However, according to conventional superconducting coil cooling devices, the insulation properties are extremely high, and the amount of evaporation of liquid helium is approximately 0.011.
Since the amount of helium gas is extremely small at 1/hour (rut in terms of waste amount, approximately o, 1i7 minutes), the flow rate of helium gas discharged to the outside when the sealing plugs 24a and 24b are opened is extremely small. For this reason, filling with liquid helium or connector 1
The sealing plug 24 is used for the purpose of insertion and removal of the current lead connected to 1.
If a and 24b are opened, even if you work quickly, the outside air (nitrogen gas, oxygen gas, water vapor, etc.), which has a higher specific gravity than helium gas, will become helium gas (22 a)
Otherwise, it may enter through the current port 22b, causing ice to form on the internal helium tubes 21a, 21b and the upper part of the helium tank 2. Normally, a superconducting coil cooling device for NMR analysis is operated continuously for 5 to 10 years or more unless there are any abnormalities, and during that time the helium tank 2 is always maintained at a temperature around 4.2 degrees, so The air that has turned into ice is never discharged to the outside, and each time the sealing plugs 24a and 24b are opened for the above-mentioned purpose, the small amount of air that enters causes the ice to become larger, and it becomes difficult to insert the transfer tube. In the worst case scenario, the helium tubes 21a and 21b may be completely blocked, or ice may form on the connector 11, making connection (fitting) with the current lead difficult or impossible. There is an inconvenience.
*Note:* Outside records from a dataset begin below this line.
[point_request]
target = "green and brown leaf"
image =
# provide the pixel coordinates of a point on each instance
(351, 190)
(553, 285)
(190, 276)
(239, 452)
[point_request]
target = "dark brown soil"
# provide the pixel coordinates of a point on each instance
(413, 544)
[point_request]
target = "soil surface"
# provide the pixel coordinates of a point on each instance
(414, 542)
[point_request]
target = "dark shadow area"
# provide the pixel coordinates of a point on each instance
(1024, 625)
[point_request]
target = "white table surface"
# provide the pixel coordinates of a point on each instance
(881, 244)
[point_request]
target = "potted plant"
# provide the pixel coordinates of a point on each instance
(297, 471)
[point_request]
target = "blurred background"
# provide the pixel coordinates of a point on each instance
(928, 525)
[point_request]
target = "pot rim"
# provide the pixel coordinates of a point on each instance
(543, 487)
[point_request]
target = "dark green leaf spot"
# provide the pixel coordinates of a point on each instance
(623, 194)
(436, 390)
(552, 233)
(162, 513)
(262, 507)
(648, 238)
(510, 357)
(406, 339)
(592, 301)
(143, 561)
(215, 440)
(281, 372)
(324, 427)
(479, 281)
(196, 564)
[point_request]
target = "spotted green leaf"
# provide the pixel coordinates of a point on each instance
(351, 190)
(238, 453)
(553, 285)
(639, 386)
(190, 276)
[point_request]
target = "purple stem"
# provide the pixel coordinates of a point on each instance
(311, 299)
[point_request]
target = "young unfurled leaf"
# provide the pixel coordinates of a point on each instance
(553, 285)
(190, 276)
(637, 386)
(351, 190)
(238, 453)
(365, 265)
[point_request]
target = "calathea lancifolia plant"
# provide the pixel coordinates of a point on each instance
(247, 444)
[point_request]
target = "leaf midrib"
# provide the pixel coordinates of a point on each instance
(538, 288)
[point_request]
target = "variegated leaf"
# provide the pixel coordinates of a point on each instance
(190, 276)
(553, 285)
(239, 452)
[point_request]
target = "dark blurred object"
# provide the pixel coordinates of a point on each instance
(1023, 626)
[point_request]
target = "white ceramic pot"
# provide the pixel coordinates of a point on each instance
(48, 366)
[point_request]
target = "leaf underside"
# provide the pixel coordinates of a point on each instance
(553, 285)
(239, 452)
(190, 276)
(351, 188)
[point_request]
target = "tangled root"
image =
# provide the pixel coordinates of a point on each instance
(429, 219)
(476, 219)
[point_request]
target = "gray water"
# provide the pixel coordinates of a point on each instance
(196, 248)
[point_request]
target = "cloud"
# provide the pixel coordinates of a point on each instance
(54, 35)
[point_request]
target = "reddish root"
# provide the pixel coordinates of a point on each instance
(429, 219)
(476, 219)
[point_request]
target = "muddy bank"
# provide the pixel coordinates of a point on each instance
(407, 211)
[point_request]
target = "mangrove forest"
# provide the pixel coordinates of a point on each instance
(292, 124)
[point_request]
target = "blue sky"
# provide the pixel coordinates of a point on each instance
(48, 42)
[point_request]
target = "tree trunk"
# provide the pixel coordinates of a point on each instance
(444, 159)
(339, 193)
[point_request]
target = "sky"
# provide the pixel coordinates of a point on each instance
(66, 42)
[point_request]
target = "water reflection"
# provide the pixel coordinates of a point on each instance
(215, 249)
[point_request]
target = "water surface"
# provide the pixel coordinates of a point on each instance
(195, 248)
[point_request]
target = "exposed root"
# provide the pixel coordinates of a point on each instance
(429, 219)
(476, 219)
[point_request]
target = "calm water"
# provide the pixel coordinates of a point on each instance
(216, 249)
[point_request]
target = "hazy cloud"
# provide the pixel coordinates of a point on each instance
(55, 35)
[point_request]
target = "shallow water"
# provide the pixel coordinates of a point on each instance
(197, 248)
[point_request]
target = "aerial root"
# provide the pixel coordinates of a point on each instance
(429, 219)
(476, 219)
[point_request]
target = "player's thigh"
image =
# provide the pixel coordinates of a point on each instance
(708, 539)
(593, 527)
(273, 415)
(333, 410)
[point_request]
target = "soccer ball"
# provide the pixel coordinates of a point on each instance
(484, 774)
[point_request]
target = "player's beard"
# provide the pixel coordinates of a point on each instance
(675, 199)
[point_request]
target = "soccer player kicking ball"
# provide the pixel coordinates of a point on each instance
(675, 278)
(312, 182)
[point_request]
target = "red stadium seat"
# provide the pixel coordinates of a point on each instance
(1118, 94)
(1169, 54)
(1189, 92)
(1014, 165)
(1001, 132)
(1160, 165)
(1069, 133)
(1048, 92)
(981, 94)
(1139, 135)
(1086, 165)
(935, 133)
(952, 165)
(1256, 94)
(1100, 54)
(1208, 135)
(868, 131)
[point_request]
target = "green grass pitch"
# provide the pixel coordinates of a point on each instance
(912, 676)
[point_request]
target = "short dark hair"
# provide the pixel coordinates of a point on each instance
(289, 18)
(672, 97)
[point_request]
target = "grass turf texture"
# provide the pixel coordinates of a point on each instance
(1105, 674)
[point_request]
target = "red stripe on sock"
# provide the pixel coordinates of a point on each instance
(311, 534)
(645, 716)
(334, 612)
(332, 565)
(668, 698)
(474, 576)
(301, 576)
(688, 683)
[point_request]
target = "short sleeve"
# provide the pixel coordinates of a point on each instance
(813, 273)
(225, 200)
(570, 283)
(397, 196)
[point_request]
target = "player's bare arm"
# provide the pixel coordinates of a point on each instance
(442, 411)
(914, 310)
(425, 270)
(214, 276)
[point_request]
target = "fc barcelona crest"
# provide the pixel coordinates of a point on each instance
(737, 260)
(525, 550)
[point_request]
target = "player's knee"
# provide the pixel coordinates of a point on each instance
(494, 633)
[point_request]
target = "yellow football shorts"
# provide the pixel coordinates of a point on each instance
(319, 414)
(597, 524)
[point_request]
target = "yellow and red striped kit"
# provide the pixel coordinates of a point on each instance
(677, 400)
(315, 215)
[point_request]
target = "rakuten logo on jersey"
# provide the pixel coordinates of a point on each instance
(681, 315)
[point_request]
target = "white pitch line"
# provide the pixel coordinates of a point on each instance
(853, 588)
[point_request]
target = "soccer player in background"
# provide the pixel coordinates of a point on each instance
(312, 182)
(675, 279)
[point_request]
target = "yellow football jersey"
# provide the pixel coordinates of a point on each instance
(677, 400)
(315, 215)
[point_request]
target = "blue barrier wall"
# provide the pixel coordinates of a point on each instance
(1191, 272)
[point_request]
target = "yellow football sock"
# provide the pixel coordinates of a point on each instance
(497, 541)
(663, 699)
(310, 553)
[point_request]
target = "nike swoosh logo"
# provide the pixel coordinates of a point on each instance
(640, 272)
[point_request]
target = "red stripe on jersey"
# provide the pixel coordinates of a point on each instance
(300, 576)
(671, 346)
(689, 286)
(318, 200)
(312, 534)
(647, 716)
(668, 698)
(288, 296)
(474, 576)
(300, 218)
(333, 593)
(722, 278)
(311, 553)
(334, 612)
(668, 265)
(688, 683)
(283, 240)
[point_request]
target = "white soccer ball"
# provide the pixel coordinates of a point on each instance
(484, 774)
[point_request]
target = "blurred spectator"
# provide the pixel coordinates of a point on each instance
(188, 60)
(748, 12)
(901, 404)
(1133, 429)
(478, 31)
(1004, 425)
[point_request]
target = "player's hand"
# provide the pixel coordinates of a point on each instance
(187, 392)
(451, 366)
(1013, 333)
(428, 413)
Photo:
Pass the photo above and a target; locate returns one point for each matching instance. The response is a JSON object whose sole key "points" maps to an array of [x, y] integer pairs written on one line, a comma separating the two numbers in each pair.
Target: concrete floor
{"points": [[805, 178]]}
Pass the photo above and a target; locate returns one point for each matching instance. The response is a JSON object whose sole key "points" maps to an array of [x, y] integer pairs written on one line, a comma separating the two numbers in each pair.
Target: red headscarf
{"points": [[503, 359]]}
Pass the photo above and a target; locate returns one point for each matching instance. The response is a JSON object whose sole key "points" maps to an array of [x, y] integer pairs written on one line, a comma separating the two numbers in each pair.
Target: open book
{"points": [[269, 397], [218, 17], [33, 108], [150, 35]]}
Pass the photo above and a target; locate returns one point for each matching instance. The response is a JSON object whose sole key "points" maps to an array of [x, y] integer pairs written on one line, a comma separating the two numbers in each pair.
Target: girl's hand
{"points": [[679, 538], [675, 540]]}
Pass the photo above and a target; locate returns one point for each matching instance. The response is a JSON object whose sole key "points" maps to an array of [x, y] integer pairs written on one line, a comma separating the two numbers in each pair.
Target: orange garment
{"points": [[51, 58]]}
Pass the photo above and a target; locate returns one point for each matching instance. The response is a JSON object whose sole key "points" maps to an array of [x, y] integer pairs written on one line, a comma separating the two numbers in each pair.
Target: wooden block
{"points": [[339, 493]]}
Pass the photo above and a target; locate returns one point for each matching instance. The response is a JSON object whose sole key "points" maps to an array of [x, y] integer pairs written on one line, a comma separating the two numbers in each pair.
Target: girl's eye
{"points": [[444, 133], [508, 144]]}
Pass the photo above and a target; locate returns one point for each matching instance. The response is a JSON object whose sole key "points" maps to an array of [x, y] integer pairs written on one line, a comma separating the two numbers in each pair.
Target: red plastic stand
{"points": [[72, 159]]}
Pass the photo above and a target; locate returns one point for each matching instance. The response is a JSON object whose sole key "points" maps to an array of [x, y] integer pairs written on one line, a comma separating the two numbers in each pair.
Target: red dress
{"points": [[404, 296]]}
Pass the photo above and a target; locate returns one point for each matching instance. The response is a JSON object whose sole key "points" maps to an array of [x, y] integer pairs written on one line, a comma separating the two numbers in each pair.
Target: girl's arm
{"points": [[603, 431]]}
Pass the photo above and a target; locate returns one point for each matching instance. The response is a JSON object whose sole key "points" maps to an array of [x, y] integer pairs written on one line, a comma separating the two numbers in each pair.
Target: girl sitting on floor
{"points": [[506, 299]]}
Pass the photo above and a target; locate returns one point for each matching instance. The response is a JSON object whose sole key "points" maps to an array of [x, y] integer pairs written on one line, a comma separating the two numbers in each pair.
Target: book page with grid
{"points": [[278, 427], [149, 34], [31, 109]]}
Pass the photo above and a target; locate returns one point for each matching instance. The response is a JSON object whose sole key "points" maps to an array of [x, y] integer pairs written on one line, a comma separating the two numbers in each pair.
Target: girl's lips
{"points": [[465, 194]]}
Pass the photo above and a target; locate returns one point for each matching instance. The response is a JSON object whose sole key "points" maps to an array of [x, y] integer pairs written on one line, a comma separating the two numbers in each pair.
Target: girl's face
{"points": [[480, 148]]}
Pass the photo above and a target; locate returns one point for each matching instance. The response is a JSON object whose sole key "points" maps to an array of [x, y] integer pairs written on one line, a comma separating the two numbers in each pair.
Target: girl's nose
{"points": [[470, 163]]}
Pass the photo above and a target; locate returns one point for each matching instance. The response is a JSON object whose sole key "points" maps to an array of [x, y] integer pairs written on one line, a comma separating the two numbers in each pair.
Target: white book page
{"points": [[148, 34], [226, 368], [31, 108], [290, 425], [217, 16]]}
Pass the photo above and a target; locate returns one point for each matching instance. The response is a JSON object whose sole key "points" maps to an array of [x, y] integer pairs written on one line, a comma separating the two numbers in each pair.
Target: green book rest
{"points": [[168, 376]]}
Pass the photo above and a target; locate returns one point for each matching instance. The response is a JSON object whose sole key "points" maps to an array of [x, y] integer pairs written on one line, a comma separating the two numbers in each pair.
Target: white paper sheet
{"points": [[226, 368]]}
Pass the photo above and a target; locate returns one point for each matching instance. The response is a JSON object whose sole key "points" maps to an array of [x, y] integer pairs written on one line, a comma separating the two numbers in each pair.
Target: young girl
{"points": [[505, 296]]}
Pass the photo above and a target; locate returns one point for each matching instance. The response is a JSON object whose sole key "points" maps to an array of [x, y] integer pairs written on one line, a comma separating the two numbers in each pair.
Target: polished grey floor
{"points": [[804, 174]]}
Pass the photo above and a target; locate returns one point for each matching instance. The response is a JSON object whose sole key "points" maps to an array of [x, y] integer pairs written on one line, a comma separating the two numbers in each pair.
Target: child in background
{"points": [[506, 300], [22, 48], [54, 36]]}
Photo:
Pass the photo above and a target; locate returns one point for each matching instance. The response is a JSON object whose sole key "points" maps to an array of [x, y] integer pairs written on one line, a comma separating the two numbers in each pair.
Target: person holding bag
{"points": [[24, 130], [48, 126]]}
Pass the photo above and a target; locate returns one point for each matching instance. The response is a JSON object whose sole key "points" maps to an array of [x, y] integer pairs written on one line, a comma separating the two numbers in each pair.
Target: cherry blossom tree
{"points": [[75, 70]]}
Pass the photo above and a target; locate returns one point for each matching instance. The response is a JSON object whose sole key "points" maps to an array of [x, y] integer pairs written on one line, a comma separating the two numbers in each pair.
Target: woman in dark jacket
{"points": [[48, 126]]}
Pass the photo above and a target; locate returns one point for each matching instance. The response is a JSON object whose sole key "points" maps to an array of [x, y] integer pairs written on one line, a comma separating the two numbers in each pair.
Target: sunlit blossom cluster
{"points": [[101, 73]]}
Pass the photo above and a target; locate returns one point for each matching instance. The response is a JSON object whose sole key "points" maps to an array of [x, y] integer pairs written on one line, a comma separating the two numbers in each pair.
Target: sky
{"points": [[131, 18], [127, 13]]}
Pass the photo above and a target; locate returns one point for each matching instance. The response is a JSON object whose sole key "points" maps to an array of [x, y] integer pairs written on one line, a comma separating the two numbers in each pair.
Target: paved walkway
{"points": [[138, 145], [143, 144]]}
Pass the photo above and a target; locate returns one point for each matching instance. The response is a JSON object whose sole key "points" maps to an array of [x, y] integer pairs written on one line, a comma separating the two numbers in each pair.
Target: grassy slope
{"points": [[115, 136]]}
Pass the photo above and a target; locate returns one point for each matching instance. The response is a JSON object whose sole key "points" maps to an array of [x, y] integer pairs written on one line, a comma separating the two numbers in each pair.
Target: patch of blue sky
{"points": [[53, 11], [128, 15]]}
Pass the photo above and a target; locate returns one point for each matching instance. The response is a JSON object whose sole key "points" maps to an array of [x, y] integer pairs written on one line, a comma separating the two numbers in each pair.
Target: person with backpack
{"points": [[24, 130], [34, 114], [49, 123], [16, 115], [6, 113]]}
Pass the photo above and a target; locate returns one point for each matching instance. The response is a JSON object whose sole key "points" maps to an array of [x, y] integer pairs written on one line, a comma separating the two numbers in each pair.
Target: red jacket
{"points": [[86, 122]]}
Therefore, an object of the present invention is to provide a superconducting coil cooling device that can prevent air from entering from the outside when a port is opened for the purpose of supplying a cryogen or inserting or removing a current lead for a superconducting coil. It is to be.

[Means for Solving the Problem] In order to achieve the above-mentioned object, the present invention provides a gas port,
A superconducting coil cooling device is provided in which a gas introducing means for supplying the same cryogen gas as the evaporated gas of the cryogen is provided at an appropriate position of a tube leading to a current port.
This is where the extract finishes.